Ski-Areas > Northern Alps > Haute-Savoie (74) > Mont-Blanc > Chamonix Mont Blanc > History
In June 1741, eight intrepid Englishmen, armed to the teeth set out from Geneva. Led by Windham and Pococke they were dressed somewhat bizarrely as Ottomans, perhaps they'd heard tails of the Saracens miners that inhabited the high mountain valleys?. They were on a Tour, a prototypical gap-year. Taking three days to reach Chamouni they were fearful of the locals and camped outside the village where they kept their fires burning during the night and guards on permanent watch. The people of Chamonix turned out to be friendlier than they expected and guided them as far as the Mer du Glace. The account of their journey was widely published an put Chamonix on the map.
On the 8th of August 1786, the Savoyards Dr Michel Paccard and Jacques Balmat discovered the route to the summit of Mont-Blanc. A year later a tourist, Colonel Mark Beaufoy from England, climbed to the summit. By the 1800s Chamonix had become an important holiday destination and in 1811 the English Sporting Magazine coined the word Tourism. Despite the first winter ascension of Mont Blanc by Isabella Stratton and her future husband, the guide Jean Charlet in 1876, tourism was pretty much confined to the summer months. The guides who accompanied clients on climbs worked on their farms or other trades during the rest of the year. Another doctor, Michel Payot, would popularize skiing in Chamonix. Payot was an evangalist for what he believed were the health giving properties of winter sports. He wanted to get the Chamoniards out of their overheated and stuffy houses where they spent the winter months and into the fresh air. In 1901 he acquired a pair of skis and, like Duhamel before him, set about learning their secrets. This was easier said than done, when walking on flat ground the skis would have the unnerving habit of slipping backwards and Payot found that the only way he could stop on slopes was to fall backwards. He gave the skis to his friend, the guide Joseph Ducroz. Ducros adapted a technique guides use to rapidly descend steep slopes, the glissade. Bending his knees, skis parallel he would lean on the single pole to keep his balance and control his speed.
Payot bought a second pair of skis so he and Ducroz could make some tours together. The first was to the Col du Balme, leaving at 1pm on the 12th of February, 1902 they took four hours in total. Convinced of the efficasity of skis for winter travel Payot tried to interest his friends but met with only limited success, only some of the guides could see the potential they offered.

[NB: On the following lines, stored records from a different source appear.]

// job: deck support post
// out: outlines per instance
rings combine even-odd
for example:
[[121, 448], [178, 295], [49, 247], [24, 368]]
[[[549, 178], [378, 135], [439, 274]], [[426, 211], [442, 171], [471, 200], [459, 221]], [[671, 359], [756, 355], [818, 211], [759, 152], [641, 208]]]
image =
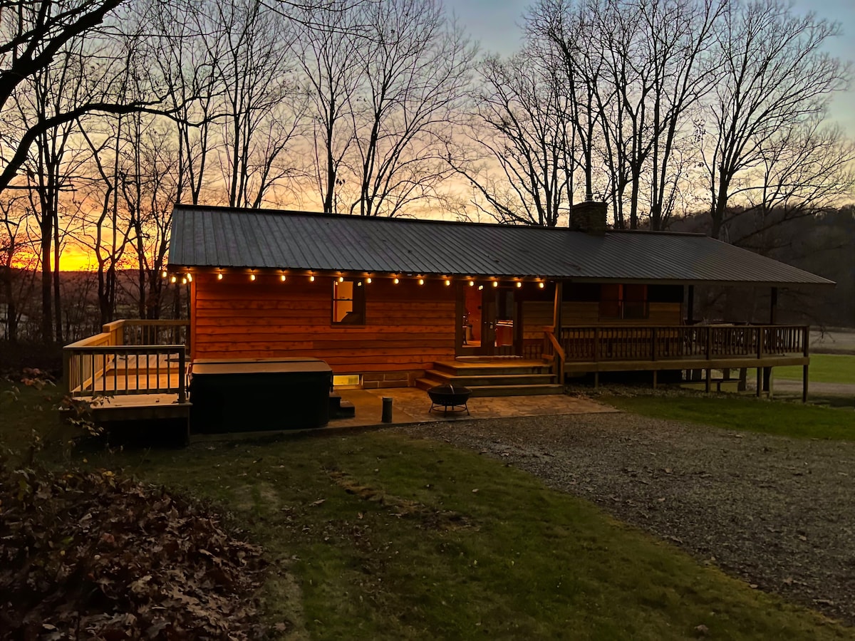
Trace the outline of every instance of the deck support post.
[[[187, 369], [186, 363], [186, 350], [181, 349], [178, 352], [178, 402], [184, 404], [187, 402]], [[156, 356], [156, 358], [160, 358], [159, 356]], [[146, 360], [147, 362], [147, 360]], [[148, 371], [148, 366], [145, 368], [146, 372]], [[169, 386], [169, 371], [167, 370], [167, 387]], [[158, 381], [160, 385], [160, 381]]]
[[[802, 355], [807, 359], [811, 354], [811, 326], [802, 327]], [[802, 367], [802, 403], [807, 403], [807, 368], [805, 362]]]
[[555, 307], [552, 309], [552, 326], [555, 338], [561, 342], [561, 302], [564, 297], [564, 283], [555, 281]]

The rail line linking Chamonix with Fayet gave a considerable boost to tourism, particuarly during the winter months but it was a crossing made by Dr Payot, Couttet, Alfred Simond and Joseph Ravanel that caught the imagination, at least amongst city folk. On the 16th of January 1903 the four skiers set out from Chamonix with the aim of crossing the mountains to Zermatt. They arrived on the 22nd and the High-Level or Haute Route passed into ski legend. Just two years later on the 25th of February 1905 the German skier, Hugo Mylius, and his three Swiss guides completed the first ascent of Mont-Blanc by skis.
In 1906 a project to reach the Aiguille du Midi by cable car was proposed but the town council was cautious about such a large project In the meantime the second international ski competition was organized by the French Alpine Club between the 3rd and 5th of January 1908. The first competition had been held a year earlier at Montgènevre. The indefatigable Dr Payot had been there and his first hand knowledge would be useful for the events at Chamonix. The owners of hotels and the luxurious palaces were finally waking up to the potential of large scale winter tourism and began to fit their properties with such luxuries as central heating, although in 1908 only four hotels were properly equipped for winter opening. In the end the competitors would face a problem more closely associated with the start of the 21st century, sunshine, warm temperatures and a lack of snow. Even this couldnt dampen the enthusiasm. The events included ski jumping, cross country skiing but no downhill skiing. It would be fourteen years before Arnold Lunn would organize the first slalom competition on the slopes of Murrren in Swizterland. For the cross-country event the Norwegian team had a secret weapon that left the closest French competitor trailing by over an hour, two ski poles instead of one.
The development of winter sports encouraged the Chamonix town council to give the green light for the Aiguille du Midi cable car. On the 20th of September, 1909 a proposal by the Italians Ceretti and Tanfani was approved. The plan was to build a cable car in three sections. The Para, The Glaciers and the Col du Midi. A constraint imposed by the impossibility of making steel cables longer than 1000 meters. Work started in 1911 but the First World War interrupted progess and the 1688 meter Para station was finally opened in January 1924, just in time for the first Winter Olympics. The second stage was completed three years later and would serve the Piste des Glaciers used, most famously, for the 1948 Khandahar worldcup downhill race.